Electronic payments have become safer for consumers with the Reserve Bank of India (RBI) introducing the concept of ‘zero liability’ and ‘limited liability’ for bank customers for any card or online fraud.
The central bank has also made it mandatory for banks to register all customers for text message alerts and permit reporting of unauthorized transactions through a reply to the alert message.
The proposal to limit customer liability in a fraudulent transaction was floated in a draft circular in August 2016. The RBI has now come out with final guidelines and sought to make rules stricter for banks than originally envisaged.
Under the new directive issued on Thursday, the onus has been placed on banks to link mobile numbers with bank accounts. “With the increased thrust of financial inclusion and customer protection and considering the recent surge in customer grievances relating to unauthorized transactions, the customer liability in these circumstances has been reviewed,” said the RBI.
The central bank’s circular covers online transactions as well as face-to-face transactions in stores using electronic payments.
Besides asking banks to enable replies to text messages containing transaction alerts, the RBI has asked them to allow reporting of unauthorized transactions on their home page. Also fraud reporting will be possible through other channels including phone banking, sms, email, call centre and interactive voice response.
A customer will have zero liability in respect of a fraudulent transaction if there is contributory fraud or negligence on the part of the bank. The customer will also not be liable if there is a third party breach, without bank involvement, which is reported to the bank within three working days of receiving communication regarding the unauthorized transaction.
“Banks have been compensating customers for third-party frauds. What is new is the concept of limited liability. We are not clear how this will apply when the customer has shared his password,” said an official with a private bank.
In cases where the loss is due to negligence of the customer, like sharing one’s password, the RBI has said the customer will bear the entire loss until he reports the unauthorized transaction to the bank.
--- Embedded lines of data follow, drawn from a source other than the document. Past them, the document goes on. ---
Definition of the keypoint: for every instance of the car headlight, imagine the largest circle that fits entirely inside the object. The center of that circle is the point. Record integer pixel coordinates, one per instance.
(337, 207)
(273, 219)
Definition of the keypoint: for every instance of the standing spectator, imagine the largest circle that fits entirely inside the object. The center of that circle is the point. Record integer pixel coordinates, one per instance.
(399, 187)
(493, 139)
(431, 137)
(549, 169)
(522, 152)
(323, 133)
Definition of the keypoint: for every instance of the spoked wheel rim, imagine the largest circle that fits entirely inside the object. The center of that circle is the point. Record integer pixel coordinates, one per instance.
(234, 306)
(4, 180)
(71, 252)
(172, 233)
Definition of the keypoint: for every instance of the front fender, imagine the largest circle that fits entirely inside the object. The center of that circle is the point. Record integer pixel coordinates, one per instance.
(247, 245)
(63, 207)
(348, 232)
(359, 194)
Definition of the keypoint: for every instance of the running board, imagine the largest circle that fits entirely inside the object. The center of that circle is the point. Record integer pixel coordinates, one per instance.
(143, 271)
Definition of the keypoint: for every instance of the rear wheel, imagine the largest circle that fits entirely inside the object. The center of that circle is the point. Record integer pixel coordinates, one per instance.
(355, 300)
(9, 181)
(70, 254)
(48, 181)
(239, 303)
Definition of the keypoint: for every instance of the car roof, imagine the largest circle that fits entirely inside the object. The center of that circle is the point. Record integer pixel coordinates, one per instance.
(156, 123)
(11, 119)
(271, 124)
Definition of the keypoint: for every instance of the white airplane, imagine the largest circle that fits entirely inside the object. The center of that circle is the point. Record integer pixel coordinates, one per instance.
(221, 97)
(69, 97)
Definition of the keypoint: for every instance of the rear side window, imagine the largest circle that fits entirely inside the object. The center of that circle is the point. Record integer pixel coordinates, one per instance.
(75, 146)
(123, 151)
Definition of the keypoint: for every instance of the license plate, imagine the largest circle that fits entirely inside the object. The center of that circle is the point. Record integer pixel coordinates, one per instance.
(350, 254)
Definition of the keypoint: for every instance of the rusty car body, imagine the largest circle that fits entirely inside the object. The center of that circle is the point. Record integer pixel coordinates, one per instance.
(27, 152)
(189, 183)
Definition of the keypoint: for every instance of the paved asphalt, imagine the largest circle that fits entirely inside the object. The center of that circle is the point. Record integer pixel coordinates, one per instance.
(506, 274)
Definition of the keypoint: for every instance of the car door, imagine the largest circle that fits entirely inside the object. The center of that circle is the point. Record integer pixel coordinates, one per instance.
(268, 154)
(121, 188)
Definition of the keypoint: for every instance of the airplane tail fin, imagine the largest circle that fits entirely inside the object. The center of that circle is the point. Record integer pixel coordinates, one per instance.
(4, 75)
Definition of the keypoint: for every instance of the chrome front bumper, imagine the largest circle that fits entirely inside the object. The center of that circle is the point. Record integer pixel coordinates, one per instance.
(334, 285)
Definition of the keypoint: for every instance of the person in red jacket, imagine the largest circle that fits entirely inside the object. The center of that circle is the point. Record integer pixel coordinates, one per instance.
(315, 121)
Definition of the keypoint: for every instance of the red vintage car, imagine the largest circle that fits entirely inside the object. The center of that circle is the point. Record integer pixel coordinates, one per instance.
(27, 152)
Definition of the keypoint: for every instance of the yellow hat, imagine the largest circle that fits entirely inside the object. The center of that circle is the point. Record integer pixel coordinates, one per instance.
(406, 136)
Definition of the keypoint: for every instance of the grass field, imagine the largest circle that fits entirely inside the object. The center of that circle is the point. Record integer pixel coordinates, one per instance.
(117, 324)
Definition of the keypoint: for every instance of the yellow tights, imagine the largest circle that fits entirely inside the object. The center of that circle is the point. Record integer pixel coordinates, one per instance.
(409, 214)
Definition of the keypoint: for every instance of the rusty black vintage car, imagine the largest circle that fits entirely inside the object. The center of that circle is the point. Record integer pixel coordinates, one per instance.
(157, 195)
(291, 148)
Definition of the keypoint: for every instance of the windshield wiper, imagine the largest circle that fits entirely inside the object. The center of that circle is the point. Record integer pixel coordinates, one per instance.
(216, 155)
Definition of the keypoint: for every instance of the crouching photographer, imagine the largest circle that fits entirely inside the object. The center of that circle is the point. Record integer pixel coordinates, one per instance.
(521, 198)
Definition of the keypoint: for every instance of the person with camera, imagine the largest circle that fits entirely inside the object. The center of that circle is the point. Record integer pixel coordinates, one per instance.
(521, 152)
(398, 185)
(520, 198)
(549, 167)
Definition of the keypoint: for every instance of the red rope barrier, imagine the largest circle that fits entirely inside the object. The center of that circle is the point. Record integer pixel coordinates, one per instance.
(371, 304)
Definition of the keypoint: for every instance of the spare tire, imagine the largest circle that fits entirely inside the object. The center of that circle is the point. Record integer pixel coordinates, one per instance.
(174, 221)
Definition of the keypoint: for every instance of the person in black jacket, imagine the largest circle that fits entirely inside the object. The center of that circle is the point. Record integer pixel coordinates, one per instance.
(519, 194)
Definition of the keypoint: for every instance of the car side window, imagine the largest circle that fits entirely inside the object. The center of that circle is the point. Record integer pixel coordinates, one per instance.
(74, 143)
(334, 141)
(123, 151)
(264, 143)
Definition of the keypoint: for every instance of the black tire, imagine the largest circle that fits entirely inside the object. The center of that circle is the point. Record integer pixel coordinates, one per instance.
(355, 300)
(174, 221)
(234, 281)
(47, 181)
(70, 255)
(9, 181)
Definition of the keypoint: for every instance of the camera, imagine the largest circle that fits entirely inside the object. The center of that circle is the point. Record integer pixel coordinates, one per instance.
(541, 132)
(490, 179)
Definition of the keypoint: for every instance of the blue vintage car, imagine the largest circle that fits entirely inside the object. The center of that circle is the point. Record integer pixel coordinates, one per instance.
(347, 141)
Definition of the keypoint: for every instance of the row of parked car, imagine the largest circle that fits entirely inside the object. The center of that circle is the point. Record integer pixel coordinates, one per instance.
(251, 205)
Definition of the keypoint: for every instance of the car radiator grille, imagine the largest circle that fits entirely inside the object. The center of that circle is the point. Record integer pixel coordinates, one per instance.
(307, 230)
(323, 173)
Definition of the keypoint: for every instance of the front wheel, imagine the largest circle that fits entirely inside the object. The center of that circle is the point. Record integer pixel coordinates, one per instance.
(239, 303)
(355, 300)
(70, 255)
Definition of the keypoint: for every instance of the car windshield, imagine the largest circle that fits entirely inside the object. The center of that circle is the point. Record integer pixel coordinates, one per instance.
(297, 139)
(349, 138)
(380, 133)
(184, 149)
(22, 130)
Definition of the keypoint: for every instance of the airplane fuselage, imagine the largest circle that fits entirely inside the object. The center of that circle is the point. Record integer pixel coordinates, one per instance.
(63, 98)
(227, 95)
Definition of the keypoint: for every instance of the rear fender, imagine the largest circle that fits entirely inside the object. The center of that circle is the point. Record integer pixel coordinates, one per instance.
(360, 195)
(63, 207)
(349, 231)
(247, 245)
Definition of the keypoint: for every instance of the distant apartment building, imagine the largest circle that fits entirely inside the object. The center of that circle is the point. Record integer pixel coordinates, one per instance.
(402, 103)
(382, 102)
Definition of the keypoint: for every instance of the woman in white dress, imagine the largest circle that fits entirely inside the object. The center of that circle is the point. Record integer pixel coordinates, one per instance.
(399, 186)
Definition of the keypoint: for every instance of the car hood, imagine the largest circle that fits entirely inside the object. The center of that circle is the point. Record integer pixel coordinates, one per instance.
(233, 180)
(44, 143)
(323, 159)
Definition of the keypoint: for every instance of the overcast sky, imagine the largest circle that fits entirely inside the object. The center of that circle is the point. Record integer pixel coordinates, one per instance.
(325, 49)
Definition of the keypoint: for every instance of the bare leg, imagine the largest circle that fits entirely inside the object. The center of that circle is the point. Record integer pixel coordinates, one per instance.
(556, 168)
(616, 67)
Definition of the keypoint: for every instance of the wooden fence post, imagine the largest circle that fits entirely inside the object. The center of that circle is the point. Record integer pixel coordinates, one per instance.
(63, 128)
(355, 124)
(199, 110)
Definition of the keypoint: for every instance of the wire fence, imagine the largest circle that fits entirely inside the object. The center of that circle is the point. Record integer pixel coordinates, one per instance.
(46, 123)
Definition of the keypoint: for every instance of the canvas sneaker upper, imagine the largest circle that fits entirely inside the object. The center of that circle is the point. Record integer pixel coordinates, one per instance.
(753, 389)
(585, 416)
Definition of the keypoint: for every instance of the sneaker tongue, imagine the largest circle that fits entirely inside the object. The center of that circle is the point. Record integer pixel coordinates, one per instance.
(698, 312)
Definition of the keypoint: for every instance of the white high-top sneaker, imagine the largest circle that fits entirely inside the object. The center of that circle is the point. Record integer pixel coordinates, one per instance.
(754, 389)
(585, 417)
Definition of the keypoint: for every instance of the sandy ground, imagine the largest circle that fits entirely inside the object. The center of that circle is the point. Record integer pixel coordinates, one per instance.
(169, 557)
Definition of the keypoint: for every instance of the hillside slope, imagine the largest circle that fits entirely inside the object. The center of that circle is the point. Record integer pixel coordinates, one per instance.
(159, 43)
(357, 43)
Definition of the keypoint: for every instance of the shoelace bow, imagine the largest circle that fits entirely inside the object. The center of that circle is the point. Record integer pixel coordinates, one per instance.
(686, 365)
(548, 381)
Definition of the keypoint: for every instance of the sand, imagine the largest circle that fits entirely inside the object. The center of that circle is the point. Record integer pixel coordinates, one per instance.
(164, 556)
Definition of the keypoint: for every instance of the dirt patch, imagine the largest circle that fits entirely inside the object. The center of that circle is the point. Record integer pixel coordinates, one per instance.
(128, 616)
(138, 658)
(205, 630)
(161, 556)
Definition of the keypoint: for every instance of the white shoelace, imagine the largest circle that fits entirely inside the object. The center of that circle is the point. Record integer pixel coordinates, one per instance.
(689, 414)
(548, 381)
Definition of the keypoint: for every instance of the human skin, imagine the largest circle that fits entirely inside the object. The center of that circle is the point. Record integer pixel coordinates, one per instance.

He will cease to be responsible once he has reported the unauthorized transaction.
Similarly, where the loss is caused by a third party, the customer will be liable for the transaction value if he fails to report the fraudulent transaction within four to seven days of receiving the alert from the bank.
However, the maximum liability of the customer in the case of the above two transactions will be Rs 5,000 for basic savings bank account. For most other accounts, it will be Rs 10,000. For credit cards with limits above Rs 5 lakh and for current, cash credit and overdraft accounts of limis above Rs 25 lakh the maximum liability will be Rs 25,000.